Morgan Motor Company has unveiled the Plus 8 GTR special project, which marks the first of several Morgan special projects scheduled to begin this year. Just nine examples will be built and the model will be based on the Morgan Plus 8, taking cues from marques racing history.
Raw, visceral, loud, and low, the Morgan Plus 8 GTR represents what the Morgan Motor Company can create when its design and engineering teams let their imaginations run wild. Limited to just nine examples, it marks the first in a line of Morgan special projects set to commence this year.
The Plus 8 GTR explores design themes such as the high shoulder line, not seen on a traditional Morgan body for decades. Its five-spoke centre-lock wheels are reminiscent of Morgan’s 1990s Plus 8 race cars, framed perfectly by subtly re-sculpted wheel arches. Further design elements include a revised rear end, front wings, and front splitter, and the fitment of a hard top. The model also benefits from learning and expertise gained by the company since the Plus 8 officially finished production in 2018.
One particular design inspiration was the Plus 8 race car that competed in the GT series throughout the late nineties, more commonly known as ‘Big Blue’. This car served as the testbed for Morgan’s first bonded-aluminium chassis, which would go on to underpin the Aero 8 and ‘Aero-chassis’ Plus 8 models. It seemed fitting, following the recent launch of Morgan’s latest CX-Generation bonded-aluminium platform, to use this opportunity to pay tribute to the car that pioneered Morgan’s use of aluminium structures.
The project has only been possible because of the recent availability of a number of Plus 8 rolling chassis, which have been re-acquired from a third party following a discontinued project. These were all built by Morgan before 2018, and were never used for their intended purposes. All are to be recommissioned and will benefit from the upgrade of selected mechanical components.
As part of their transformation from rolling chassis to finished vehicle, each GTR will be handcrafted using Morgan’s traditional coachbuilding techniques. In a break from over a century of Morgan tradition, much of this work will be completed not at its famous Pickersleigh Road factory, but at the nearby Morgan Design and Engineering Centre (M-DEC). The Plus 8 GTR runs alongside core programmes and is one of several Morgan special projects to be announced this year. It follows numerous special project Morgan models in recent years, such as the Aero GT, SP1 and Aeromax.
These ‘Aero-chassis’ Plus 8s use the Morgan first-generation bonded-aluminium chassis developed initially for the Morgan Aero 8. Previously, from 1968 to 2004, Plus 8 models used Morgan’s traditional steel chassis and were powered by Rover V8 engines.
All ‘Aero-chassis’ Morgan Plus 8s were powered by the BMW N62 4.8-litre engine, and the GTR will be no exception. In its original specification this unit produced 362 bhp, however, the exact power output for the GTR is yet to be finalised. A choice of a six-speed manual or ZF six-speed automatic gearbox will be available, with fixed allocations for each transmission option.

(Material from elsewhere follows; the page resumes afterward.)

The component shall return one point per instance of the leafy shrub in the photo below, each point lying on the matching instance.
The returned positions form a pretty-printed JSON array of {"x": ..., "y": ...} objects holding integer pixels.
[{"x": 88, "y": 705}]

Just nine Morgan Plus 8 GTRs will be built, with production beginning in summer 2021. The transformed special project will be available in certain worldwide markets, subject to local rules on the importation of European vehicles. As part of the special projects programme, customers will be invited to commission their bespoke Plus 8 GTR alongside Morgan’s design team.
Jonathan Wells, Morgan Head of Design, said: “Reviving a V8-powered Morgan at the current time may not seem like the obvious choice for a manufacturer firmly focused on new platforms and powertrains. However, when the opportunity presented itself to recommission a number of rolling chassis and create an exciting special project such as Plus 8 GTR, we embraced it fully. This project has allowed Morgan’s design and engineering teams to revisit some of their favourite elements of past Morgan models, as well as experiment with some features that we hope will appear on future Morgan cars.”